So werden bspw. Produktions- und Distributionsabläufe schneller. Die Interaktion mit dem Publikum über soziale Netzwerke wird wichtiger. Die Grenzen zwischen verschiedenen Berufszweigen wie Journalismus, Public Relations, Marketing, Werbung, Filmproduktion und Mediendesign verschwimmen. Neue Kommunikations- bzw. Medientechnologien verändern die Arbeitsabläufe und machen entsprechende technische und journalistische Kompetenzen erforderlich. Gleichzeitig entstehen neue, weniger vom Anzeigenmarkt abhängige Geschäftsmodelle, die ihrerseits Anpassungsleistung von den Journalist_innen erfordern.
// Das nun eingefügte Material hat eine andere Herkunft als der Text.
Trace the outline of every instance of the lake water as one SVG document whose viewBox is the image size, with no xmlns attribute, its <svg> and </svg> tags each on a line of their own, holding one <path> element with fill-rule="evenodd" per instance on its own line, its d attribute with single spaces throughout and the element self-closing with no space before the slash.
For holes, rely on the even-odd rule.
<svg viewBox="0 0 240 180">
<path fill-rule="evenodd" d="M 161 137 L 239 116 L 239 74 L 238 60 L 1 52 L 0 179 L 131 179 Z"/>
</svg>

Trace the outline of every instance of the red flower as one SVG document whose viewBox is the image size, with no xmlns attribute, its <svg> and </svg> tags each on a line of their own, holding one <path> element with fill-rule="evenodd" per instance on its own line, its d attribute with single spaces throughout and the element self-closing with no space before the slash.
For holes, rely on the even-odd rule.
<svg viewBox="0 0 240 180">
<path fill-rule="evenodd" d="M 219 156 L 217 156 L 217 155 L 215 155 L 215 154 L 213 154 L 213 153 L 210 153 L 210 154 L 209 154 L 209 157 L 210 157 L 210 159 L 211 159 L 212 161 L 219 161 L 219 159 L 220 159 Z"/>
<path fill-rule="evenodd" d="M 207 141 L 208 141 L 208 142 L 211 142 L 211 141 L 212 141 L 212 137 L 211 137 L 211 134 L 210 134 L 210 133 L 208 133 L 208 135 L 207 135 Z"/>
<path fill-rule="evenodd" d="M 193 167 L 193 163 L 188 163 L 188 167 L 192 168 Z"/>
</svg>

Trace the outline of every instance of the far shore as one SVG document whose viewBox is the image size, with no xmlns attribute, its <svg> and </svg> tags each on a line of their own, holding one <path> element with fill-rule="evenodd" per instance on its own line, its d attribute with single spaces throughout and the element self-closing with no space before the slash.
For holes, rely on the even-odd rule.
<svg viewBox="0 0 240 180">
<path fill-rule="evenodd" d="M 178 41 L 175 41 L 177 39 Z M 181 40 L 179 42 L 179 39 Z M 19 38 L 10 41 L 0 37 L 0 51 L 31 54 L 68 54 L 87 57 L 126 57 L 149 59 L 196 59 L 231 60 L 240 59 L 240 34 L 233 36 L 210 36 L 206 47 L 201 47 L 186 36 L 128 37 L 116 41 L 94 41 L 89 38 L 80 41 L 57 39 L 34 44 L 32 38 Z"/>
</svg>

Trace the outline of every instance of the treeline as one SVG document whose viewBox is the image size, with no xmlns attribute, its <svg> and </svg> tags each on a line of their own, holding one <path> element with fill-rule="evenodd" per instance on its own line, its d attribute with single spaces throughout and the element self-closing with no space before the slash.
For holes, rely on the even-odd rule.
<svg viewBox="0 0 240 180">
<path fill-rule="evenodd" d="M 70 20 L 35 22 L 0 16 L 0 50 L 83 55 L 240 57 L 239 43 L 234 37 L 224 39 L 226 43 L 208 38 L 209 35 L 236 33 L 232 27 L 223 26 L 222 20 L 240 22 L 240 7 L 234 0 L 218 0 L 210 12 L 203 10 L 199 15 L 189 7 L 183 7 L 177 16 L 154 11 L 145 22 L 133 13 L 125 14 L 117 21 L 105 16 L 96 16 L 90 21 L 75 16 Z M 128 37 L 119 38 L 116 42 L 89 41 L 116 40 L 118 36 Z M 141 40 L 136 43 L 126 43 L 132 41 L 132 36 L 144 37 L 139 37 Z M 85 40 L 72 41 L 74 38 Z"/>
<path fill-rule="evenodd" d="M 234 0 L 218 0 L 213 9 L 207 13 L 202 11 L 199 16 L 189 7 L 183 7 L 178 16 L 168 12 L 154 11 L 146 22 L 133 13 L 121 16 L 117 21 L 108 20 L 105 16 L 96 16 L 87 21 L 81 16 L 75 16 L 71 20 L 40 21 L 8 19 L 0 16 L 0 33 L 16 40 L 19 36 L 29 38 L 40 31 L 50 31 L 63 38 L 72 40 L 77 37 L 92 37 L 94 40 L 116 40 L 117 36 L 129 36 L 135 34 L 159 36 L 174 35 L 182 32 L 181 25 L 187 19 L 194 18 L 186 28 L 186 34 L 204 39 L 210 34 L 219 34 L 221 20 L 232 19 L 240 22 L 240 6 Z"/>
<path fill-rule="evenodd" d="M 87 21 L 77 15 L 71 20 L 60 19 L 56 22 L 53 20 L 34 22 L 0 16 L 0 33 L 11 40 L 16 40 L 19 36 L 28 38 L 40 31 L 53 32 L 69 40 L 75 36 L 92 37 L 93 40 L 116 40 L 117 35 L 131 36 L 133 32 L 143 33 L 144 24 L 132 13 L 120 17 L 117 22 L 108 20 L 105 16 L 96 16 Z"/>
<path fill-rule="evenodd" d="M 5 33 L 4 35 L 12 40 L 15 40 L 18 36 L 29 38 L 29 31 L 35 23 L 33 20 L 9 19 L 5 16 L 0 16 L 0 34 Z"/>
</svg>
Nicht ohne Grund bezeichnete daher die Tagesspiegel-Journalistin Sonja Pohlmann den Journalismus in Bezug auf die Text-Video-Ton-Konvergenz als »Eierlegende Wollmilchsau« (Pohlmann 2012: o.S.).

Mit den hier skizzierten Veränderungen müssen sich nicht nur die Medienunternehmen auseinandersetzen. Auch die Journalismusausbildung muss Neujustierungen vornehmen, denn sie macht es sich zur Aufgabe, angehende Journalist_innen auf das Berufsfeld vorzubereiten. In der heutigen Zeit bedeutet das, »[…] a lifelong journey of adaptation in a relentlessly changing media landscape« (Pavlik 2013: 215).
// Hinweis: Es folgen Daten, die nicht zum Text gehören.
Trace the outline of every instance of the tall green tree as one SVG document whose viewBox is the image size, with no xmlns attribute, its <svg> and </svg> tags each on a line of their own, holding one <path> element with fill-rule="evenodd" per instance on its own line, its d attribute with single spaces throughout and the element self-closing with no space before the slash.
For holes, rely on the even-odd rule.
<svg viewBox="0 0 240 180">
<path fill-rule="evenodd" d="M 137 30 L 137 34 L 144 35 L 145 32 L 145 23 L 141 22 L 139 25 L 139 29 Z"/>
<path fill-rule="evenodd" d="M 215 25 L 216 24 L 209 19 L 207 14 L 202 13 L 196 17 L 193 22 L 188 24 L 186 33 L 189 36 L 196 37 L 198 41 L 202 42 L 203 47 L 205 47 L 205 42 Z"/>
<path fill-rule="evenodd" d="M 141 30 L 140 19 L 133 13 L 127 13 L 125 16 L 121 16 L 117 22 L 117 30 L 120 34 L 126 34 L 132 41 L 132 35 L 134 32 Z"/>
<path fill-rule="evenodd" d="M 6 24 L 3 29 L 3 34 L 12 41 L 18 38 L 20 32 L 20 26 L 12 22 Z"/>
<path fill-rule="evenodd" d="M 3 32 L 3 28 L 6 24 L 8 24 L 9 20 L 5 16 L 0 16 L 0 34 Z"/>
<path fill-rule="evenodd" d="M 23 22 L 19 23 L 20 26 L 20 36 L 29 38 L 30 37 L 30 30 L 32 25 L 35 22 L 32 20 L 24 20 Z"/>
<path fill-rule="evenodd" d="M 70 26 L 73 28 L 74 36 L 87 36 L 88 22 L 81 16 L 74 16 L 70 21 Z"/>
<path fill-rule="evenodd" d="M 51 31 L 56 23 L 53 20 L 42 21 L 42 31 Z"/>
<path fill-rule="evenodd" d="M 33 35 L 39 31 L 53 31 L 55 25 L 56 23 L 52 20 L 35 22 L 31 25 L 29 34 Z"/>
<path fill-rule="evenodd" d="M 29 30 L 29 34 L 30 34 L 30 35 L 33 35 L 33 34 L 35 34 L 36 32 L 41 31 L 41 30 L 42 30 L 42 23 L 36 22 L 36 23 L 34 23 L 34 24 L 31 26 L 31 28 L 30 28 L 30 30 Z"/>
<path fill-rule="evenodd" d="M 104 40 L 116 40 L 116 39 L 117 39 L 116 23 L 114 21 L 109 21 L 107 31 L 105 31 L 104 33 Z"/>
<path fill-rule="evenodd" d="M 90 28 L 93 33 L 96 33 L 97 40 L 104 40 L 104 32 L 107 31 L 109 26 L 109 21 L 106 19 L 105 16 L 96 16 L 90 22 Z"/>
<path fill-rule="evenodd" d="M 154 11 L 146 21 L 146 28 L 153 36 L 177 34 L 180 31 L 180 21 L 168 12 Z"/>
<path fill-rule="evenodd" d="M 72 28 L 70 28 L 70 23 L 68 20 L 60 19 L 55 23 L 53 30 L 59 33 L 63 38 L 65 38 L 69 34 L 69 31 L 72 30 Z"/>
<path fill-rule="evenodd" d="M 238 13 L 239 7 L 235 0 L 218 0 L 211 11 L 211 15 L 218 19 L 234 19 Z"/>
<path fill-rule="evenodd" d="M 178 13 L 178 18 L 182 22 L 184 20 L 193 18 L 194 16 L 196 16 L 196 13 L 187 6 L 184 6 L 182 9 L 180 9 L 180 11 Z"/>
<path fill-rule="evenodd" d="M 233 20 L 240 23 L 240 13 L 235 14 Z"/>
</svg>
In Österreich kommt hinzu, dass sich der Aus- und Weiterbildungsmarkt in den vergangenen beiden Jahrzehnten deutlich ausdifferenziert hat (vgl. Dorer et al. 2009; Hooffacker/Meier 2017). Ein eigenständiges Journalistik-Studium oder Journalistenschulen im engeren Sinne gibt es in Österreich – anders als in Deutschland – nicht, die Journalistik ist aber seit Ende der 1960er Jahre in die akademische Ausbildung im Rahmen der Publizistik- bzw. Kommunikationswissenschaftsstudiengänge an den beiden Universitäten Wien und Salzburg (später auch Klagenfurt) integriert. Zu den Universitätsstudien kam 1974 mit der (sozialpartnerschaftlichen) Gründung des Kuratoriums für Journalistenausbildung ein Kolleg mit einem regelmäßigen Kursangebot für Nachwuchsjournalist_innen hinzu. 1977 folgte die Katholische Medienakademie.
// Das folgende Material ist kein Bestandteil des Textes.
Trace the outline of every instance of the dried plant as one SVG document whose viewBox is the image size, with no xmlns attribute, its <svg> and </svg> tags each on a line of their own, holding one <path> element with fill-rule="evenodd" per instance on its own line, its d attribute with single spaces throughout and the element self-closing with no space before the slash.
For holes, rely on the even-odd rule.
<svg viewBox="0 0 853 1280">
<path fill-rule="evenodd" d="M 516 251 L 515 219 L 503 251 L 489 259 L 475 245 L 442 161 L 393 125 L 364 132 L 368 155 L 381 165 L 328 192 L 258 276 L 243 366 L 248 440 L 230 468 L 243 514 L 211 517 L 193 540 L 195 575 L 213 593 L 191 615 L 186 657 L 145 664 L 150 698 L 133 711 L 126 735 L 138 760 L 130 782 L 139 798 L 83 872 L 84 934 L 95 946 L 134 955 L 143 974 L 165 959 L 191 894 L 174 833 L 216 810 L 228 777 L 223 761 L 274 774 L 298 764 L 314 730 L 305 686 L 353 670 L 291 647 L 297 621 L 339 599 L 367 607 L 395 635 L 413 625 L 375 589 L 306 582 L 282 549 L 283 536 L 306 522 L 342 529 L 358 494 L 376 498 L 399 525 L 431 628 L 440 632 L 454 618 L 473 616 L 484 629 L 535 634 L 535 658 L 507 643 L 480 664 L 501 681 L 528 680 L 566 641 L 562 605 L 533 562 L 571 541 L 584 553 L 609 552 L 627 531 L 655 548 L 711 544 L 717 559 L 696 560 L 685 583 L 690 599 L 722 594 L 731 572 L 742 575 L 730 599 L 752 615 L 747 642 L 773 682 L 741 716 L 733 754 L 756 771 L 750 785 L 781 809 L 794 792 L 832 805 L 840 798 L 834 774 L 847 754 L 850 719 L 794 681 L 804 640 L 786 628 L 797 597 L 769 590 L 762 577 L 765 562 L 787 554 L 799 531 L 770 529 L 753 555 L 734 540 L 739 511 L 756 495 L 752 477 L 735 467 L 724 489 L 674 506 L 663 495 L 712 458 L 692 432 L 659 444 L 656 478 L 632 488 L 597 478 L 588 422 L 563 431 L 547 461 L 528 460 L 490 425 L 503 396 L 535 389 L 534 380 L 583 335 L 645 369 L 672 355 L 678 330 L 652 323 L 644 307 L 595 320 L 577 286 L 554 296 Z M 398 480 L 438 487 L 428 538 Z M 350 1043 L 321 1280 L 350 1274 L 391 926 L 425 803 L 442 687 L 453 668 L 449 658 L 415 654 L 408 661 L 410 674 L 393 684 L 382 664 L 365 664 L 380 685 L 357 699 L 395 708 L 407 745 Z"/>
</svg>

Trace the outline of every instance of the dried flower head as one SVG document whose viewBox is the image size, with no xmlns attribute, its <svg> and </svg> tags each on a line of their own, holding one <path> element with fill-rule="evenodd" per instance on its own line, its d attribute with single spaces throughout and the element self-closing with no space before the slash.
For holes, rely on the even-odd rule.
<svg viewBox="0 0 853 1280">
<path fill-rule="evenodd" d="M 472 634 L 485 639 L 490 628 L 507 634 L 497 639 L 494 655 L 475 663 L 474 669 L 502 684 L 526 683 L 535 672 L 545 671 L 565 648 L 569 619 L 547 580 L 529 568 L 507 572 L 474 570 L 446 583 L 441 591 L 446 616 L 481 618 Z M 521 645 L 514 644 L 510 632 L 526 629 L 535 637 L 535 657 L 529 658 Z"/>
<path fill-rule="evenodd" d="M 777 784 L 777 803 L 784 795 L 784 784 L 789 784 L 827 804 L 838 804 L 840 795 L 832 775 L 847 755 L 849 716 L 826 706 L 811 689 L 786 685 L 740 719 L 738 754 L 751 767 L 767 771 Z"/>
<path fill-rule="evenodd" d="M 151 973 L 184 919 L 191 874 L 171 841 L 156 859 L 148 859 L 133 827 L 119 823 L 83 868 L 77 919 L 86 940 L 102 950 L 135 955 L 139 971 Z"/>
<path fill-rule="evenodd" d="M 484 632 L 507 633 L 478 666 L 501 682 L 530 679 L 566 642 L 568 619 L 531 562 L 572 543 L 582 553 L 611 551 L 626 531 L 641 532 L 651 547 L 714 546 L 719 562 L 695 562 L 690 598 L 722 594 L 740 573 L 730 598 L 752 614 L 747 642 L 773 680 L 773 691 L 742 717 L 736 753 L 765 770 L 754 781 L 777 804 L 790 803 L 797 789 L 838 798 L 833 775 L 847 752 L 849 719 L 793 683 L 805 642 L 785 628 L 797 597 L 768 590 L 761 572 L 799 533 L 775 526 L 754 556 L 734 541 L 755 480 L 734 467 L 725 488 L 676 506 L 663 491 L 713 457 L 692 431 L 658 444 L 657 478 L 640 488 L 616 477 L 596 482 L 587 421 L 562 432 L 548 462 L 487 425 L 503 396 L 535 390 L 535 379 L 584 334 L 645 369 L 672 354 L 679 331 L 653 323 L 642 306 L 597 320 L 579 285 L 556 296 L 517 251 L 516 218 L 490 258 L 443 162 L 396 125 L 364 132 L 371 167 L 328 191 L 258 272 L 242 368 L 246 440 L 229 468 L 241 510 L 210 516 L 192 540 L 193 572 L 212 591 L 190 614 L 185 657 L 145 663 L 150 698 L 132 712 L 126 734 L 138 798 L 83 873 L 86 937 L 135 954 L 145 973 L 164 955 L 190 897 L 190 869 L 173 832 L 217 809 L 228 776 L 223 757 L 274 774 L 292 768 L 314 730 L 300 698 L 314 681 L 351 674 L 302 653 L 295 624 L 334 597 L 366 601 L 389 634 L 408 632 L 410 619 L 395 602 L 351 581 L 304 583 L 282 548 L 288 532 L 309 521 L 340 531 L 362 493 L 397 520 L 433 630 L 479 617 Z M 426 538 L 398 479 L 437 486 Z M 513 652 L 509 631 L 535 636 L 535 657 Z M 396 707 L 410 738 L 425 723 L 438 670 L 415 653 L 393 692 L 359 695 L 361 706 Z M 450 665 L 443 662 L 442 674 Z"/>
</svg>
In einer zweiten Phase führten dann ab der zweiten Hälfte der 1990er Jahren die strukturellen Veränderungen im Rahmen des Bologna-Prozesses, der Ausbau des außeruniversitären Aus- und Weiterbildungsangebots (z.B. fjum/forum journalismus und medien; APA-Campus) sowie die Gründung von Fachhochschulen zu einer erheblichen Verbreiterung des Angebots. Auf der Inhaltsebene geschah dies insbesondere durch die Einrichtung von Fachhochschulstudien, die u.a. auf Journalismus, Mediendesign, Medien und Informatik, Marketing und PR ausgerichtet sind (vgl. Dorer et al. 2009). Auf der strukturellen Ebene ist der Mediensektor zwar traditionell stark auf die Hauptstadt Wien konzentriert, aber durch die Ansiedelung der Fachhochschulen mit journalismusrelevanten Studien im Burgenland, in Niederösterreich, Oberösterreich, Salzburg, der Steiermark und Tirol wurde das Ausbildungsangebot zunehmend regionalisiert. Im außeruniversitären Sektor setzt unter anderem die Einrichtung der Tiroler Journalismusakademie im Jahr 2012 diesen Trend fort.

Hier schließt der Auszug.